The base 135 includes a plurality of temperature sensors 140 to measure temperature across the radius of the rotating substrate 112, the temperature sensors 140 being shown as pyrometers. Each sensor 140 is coupled through an optical light pipe 142 and an aperture in the reflector plate 128 to face the backside of the substrate 112. The light pipe 142 may be formed of sapphire, metal or silicon dioxide fibers, among other materials.

The controller 144 may be used to control the temperature of the substrate 112 during processing. For example, the controller 144 may be used to supply a relatively constant amount of power to the lamps 190 during certain steps of the heat treatment. The controller 144 may vary the amount of power supplied to the lamps 190 for different substrates or different heat treatment steps performed on the same substrate. The controller 144 may use signals from the sensors 140 as inputs to control the temperature of different radial regions on the substrate 112. The controller 144 may adjust the voltages supplied to the different lamps 190 to dynamically control the radiant heating intensity and pattern during processing. In one example, the lamp 190 may be powered by a DC power supply. In another example, the lamp 190 may be powered by an AC power supply and a rectifier (such as a silicon controlled rectifier).

Pyrometers typically measure light intensity in a narrow wavelength bandwidth, e.g., about 40nm, in the range of about 700nm and about 1000 nm. The controller 144 (or other instrument) may convert the measured light intensity to a temperature reading using any suitable method.

While the illustrated thermal processing chamber 110 has a top heating configuration in which the lamps 190 are disposed above the substrate 112, it is contemplated that a bottom heating configuration in which the lamps 190 are disposed below the substrate 112 may benefit from the present disclosure and may be used in addition to or in lieu of the illustrated top heating configuration. In some examples, the front surface of the substrate 112 with the features 116 formed thereon may face away from the lamp head 155 (i.e., toward the sensor 140) during processing.

Fig. 1B and 1C are schematic top views illustrating two different exemplary window assemblies that may be used in the thermal processing chamber 110 of fig. 1A. Although a lamp 190 is depicted in fig. 1B and 1C, the reflector assembly 178 is omitted from the figures for clarity. Referring collectively to fig. 1B and 1C, the cooling path 135 has an inlet 135a, an outlet 135B, and a connector 135C coupled in series between each cooling channel 133 (shown in phantom). The connector 135c may be routed inside or outside the window assembly 120 as desired.

As described above, the lamps 190 are linear lamps that are arranged side-by-side and extend longitudinally parallel to each other and to the plane of the window assembly 120. In fig. 1B, each lamp 190a extends substantially the entire length of window assembly 120a, while in fig. 1C, at least one of lamps 190B-190f extends only a portion (e.g., less than the entire) of the length of window assembly 120B. The reflectors 124 are linear reflectors arranged side-by-side and extending longitudinally parallel to each other and to the plane of the window assembly 120. As used herein, "linear reflector" refers to a reflector that extends longitudinally in a first direction a distance greater than the width of the reflector measured in a second direction perpendicular to the first direction. In some other examples, the reflector may be circular with approximately equal dimensions in the first and second directions. In such an example, the reflectors may be arranged in a matrix or honeycomb form that matches the form of the lamp.

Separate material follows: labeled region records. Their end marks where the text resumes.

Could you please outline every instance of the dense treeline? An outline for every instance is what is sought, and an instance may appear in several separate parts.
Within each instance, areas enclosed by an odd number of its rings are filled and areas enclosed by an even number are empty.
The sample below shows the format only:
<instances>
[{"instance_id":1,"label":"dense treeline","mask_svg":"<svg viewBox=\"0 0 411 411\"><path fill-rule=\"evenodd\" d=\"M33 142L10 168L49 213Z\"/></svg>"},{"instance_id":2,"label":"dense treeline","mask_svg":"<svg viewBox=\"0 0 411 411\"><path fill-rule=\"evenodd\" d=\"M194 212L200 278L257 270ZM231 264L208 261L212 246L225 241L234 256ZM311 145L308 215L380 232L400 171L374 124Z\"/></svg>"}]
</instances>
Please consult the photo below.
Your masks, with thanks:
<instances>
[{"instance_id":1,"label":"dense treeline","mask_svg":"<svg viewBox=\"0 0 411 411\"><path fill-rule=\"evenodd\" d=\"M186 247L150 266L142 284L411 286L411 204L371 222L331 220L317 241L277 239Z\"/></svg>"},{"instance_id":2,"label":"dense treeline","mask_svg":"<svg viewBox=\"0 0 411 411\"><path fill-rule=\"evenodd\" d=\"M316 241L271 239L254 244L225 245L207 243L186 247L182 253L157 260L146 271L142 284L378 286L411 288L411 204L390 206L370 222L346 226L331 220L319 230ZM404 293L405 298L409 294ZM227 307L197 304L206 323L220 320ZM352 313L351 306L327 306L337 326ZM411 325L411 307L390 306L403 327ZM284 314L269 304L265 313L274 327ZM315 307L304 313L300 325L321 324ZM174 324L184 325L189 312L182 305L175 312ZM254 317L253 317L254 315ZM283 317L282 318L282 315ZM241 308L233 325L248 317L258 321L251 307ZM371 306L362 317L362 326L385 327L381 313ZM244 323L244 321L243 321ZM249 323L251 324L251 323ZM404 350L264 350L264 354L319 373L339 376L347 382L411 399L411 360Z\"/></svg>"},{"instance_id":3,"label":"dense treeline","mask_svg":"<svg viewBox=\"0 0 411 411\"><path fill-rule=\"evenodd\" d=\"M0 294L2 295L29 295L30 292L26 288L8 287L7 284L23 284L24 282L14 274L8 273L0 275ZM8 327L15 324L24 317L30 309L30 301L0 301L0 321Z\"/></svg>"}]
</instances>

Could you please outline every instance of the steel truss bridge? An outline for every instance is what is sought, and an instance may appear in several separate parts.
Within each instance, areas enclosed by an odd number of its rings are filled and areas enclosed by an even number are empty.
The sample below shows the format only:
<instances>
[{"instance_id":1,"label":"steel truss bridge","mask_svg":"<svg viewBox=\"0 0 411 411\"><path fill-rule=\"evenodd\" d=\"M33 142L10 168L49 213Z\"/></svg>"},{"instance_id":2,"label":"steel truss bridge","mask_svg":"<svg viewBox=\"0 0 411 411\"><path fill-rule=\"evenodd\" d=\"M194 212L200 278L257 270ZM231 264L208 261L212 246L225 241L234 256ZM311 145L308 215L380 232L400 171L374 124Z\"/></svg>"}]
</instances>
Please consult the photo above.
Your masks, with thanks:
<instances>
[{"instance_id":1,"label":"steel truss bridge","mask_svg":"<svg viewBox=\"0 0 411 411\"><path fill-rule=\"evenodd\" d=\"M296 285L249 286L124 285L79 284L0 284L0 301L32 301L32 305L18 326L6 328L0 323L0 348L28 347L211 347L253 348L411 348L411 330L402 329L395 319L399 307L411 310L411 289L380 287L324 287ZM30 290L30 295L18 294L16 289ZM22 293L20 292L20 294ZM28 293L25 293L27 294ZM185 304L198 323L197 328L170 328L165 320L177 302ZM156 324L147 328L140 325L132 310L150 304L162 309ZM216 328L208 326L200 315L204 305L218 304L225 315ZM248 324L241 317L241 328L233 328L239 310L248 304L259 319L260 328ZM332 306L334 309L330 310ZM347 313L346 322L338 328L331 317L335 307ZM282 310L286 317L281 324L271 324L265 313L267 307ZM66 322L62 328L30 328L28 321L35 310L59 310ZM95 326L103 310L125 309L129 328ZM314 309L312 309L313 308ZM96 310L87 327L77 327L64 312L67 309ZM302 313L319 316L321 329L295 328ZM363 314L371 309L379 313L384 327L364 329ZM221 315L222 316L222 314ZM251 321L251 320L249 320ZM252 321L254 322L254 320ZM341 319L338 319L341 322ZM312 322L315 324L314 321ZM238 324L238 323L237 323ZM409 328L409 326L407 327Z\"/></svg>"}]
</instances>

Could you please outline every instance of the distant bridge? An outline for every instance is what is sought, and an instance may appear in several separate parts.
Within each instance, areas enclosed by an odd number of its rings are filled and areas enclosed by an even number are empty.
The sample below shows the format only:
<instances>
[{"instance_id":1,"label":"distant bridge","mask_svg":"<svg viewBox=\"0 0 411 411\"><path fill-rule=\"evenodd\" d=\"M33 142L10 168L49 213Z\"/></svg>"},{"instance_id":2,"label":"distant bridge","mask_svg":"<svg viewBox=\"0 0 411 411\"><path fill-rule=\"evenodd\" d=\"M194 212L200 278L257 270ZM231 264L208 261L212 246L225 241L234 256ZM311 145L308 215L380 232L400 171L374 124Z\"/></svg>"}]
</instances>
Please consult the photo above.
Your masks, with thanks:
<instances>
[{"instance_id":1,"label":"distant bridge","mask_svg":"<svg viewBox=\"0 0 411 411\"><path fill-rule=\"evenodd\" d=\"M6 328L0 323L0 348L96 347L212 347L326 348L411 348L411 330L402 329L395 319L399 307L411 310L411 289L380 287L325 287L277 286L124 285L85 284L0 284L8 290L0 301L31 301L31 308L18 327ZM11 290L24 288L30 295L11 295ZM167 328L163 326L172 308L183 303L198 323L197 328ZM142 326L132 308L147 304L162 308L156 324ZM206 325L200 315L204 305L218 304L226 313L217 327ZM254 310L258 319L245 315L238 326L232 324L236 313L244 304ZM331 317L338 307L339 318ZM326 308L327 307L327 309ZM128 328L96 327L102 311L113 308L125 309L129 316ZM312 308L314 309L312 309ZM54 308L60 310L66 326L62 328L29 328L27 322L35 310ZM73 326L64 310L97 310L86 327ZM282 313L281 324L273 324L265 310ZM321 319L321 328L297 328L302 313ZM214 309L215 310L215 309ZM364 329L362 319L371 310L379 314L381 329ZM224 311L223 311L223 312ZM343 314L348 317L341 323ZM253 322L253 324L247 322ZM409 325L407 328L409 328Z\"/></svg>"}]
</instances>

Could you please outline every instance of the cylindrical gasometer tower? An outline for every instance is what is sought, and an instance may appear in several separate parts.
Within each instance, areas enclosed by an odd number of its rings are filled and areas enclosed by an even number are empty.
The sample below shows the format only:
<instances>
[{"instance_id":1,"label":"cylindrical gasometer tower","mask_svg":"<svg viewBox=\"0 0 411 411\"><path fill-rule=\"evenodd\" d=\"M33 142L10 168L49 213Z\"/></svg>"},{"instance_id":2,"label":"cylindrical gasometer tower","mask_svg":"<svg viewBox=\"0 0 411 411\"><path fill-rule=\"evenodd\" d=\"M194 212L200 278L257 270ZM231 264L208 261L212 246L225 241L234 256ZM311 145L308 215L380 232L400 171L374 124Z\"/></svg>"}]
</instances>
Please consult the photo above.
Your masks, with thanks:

As shown in top view, the reflector 124 and the lamp 190 alternate with each other in a direction perpendicular to the longitudinal direction of the reflector 124 and parallel to the plane of the window assembly 120. In FIG. 1B, each reflector 124a extends over approximately the entire length of window assembly 120a, while in FIG. 1C, at least one of reflectors 124B-124f extends over only a portion of the length of window assembly 120B. In some examples, the window assembly 120 is sized to fit within the housing 160 of the thermal processing chamber 110 such that the length of the window assembly 120 corresponds to the length of the processing region 118. In such an example, each reflector 124a shown in FIG. 1B may extend over approximately the entire length of the processing region 118, while at least one of the reflectors 124B-124f shown in FIG. 1C extends only over a portion of the length of the processing region 118.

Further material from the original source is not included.